Ci sono le giornate di sole, quelle che piacciono a tutti, e poi ci sono quelle uggiose, in cui la voglia di uscire proprio non c’è e vorresti solo restartene sotto le coperte senza far nulla.
Pensiamo alla pioggia, alle nuvole e al grigio e li associamo alla tristezza e alla malinconia. E in fondo, anche per me, sono le giornate perfette per versare qualche lacrima quando l’umore non è al massimo.
In questi mesi, però, quando le lacrime stavano diventando davvero troppe, ho imparato a scrollarmi di dosso il peso della nostalgia e a calzare gli scarponi, spingendomi oltre i miei “sentieri da pioggia”, quelli conosciuti e familiari. Cambiare prospettiva per cogliere alla sprovvista i pensieri bui, ribaltare punti di vista e farmi sorprendere da orizzonti inaspettati.
Non importa se una volta in cima non si riesce a godere di panorami sconfinati, quelli per i quali hai fatto tanta fatica. Le nubi, con la loro rincorsa insieme al vento, avvolgono e abbracciano ogni cosa, lasciandoti isolata e senza punti di riferimento.
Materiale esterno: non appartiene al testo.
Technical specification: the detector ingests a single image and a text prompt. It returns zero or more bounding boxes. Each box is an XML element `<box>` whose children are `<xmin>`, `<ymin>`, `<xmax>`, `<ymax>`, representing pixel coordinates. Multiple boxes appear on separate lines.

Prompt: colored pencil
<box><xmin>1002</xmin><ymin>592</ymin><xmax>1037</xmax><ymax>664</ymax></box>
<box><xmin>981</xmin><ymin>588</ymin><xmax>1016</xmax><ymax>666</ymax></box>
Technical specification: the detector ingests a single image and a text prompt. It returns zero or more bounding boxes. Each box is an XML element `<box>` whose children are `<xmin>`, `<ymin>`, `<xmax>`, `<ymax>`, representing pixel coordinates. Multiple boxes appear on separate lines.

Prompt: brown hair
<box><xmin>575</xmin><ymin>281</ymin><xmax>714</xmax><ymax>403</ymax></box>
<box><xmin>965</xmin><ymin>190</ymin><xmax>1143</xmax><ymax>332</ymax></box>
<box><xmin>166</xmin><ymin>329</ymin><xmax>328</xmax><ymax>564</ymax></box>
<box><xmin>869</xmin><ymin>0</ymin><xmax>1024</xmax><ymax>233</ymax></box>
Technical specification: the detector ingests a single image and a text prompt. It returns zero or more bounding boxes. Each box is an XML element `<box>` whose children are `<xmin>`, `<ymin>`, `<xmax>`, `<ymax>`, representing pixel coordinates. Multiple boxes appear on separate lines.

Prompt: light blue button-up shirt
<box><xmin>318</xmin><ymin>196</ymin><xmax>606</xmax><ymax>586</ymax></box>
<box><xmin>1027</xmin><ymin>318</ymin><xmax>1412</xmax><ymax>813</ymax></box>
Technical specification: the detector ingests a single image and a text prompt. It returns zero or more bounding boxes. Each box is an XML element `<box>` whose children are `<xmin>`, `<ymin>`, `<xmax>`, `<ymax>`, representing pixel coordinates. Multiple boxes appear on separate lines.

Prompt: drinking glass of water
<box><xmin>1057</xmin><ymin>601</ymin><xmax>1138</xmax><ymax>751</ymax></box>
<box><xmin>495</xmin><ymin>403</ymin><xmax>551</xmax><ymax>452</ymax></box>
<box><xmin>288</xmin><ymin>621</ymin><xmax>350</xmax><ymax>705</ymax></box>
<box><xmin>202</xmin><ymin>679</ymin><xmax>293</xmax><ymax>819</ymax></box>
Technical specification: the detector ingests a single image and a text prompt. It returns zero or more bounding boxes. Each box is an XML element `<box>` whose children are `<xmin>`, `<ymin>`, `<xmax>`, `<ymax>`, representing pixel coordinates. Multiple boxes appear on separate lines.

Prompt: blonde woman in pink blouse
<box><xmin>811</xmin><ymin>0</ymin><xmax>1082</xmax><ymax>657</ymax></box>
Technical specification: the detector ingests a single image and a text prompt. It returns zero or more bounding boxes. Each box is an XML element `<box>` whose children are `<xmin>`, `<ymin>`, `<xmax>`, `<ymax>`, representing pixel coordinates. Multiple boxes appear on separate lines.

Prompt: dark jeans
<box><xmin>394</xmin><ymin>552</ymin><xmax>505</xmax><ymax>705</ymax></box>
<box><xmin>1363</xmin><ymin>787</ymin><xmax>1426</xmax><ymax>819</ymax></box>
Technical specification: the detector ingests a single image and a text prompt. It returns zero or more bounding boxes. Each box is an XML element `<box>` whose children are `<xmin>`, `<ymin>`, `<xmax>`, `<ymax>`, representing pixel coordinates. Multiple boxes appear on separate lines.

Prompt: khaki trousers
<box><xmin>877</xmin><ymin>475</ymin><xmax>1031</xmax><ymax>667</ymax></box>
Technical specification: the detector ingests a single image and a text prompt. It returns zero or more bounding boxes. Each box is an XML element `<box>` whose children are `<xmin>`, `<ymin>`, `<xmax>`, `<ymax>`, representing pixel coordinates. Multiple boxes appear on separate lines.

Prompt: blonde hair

Il paesaggio diventa immaginario, potresti essere ovunque, essere chiunque.
Perdersi per ritrovarsi, perché se si rimane in ascolto, attenti, curiosi, fedeli a se stessi ma aperti ad accogliere infinite possibilità, il sentiero si palesa, prima incerto e forse solo sognato, poi sempre più chiaro e definito.
Si ritrova sempre la strada verso casa, verso la parte più vera di noi.